Historique de Méras
Pour une fois, il s'agira d'archives."Méras" est là depuis fort longtemps.C'était jadis un hameau de 3 feux.
"La pelouse d'honneur" est en fait située sur l'emplacement d'une maison supplémentaire .
La plus ancienne trace que j'ai pu trouve de la maison, figure en page 47 du passsionant ouvrage de R.Rumeau "La Bastide de Sérou" achever d'imprimer sur les presses de l'imprimerie Christian LACOUR à Nîmes en Juin 1997 (Collection André SANCEZ). Je cite:
"Un nommé ALARD, accompagné de ses coreligionnaires protestants, s'était rendu à LA BASTIDE ou il voulait, disait-il, abolir la religion catholique et faire disparaître tous les insignés du culte. Un grand rassemblement s'était formé sous la porte de Foix; Il fallut le disperser par la force, car on aurait fait un mauvais parti aux réformateurs, dont les paroles furent acceuillies par de grands cris et de grandes huées, suivis de coups de pierre ( 6 nivôse de l'an II soit 26 Décembre 1793)"

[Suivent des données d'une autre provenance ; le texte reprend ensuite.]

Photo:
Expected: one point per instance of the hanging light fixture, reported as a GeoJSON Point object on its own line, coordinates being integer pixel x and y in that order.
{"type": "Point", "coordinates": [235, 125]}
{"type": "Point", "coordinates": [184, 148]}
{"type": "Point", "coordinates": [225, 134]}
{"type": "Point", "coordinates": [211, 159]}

Bref on s'injurie et se provoque à qui mieux-mieux. Trois jours après on décida de faire une enquète sur les agissements du citoyen ALARD.. En voici le résultat:
"Le citoyen ALAR, Commissaire civil, se serait rendu en la présente ville le 16 Frimaire ( 6 Décembre) dernier et auroit fait convoquer extraordinairement la Société Populaire dans l'église paroissiale et y auroit préché qu'il n'y avait ni enfer, ni purgatoire que les âmes décédées s'envolent dans les airs, qu'on n'aurait pas besoin de prêtres ni d'églises pour intermédiaires, que les prêtre étoient fananatiques et séducteurs, qu'ils se jouent de la crédulité des peuples pour faire leurs intérêts temporels ; que l'argenterie et vases sacrés étoient inutiles... Que cette doctrine si nouvelle dépleut tant aux habitats de ce canton, qui n'a jamais eu que le culte catholique, que tous les habitants le regardèrent, dès ce moment, comme un impie et un antéchrist, et qu'ils l'ont eu tellement en horreur, qu'ils n'ont pu entendre parler de luy qu'avec le plus grand déplaisir; vu que les habitants du canton, formant 12 communes, viennent à La Bastide pour assister aux offices, y faire leurs affaires et surtout boire bouteilles, ayant apppris l'arrivée du dit citoyen ALARD, se livrèrent tellement à leur imagination fougueuse qu'ils se réunirent d'eux mêmes sur ladite porte de Foix et devant l'auberge du citoyen Saint-Jean ou étoit le citoyen ALARD avec ses compagnons, et qu'ils crièrent au protestant: " ô toy qui voulait abolir le culte catholique et faire arracher les croix dans ce lieu, parois si tu l'oses ; " parmi lesquels habitants PaulRESPAUD, dit Courneil, voiturier; Jacques Régis, de la Bastide, et le nommé BISSOUIL, tisserand du lieu dit de MERAS, municipalité de NESCUS, étoient les plus ardents."
Le citoyen ALARD, voyant l'émeute si menaçante, pût s'esquiver, dit la délibération, qui recommandait à la clémence du citoyen PAGANEL, de Toulouse, " les coupables, plus dignes de pitié que de châtiments, à cause de leur ignorance et de leur rusticité " .
Dieu merçi, les catholiques de la Bastide vivent aujourd'hui en parfaite intelligence avec les protestats. J'ai d'ailleurs reçu avec beaucoup de plaisir le jeune pasteur Basque du Mas-d'Azil à la table de "Méras". Nous avons parlé cuisine Basque et ... theologie. Tout cela pour dire que "Méras" était bien là avant la révolution, et date avant "le Roi seizet" (Louis XVI) comme on dit à Toulouse. Mais on y tisse plus... que de belles histoires.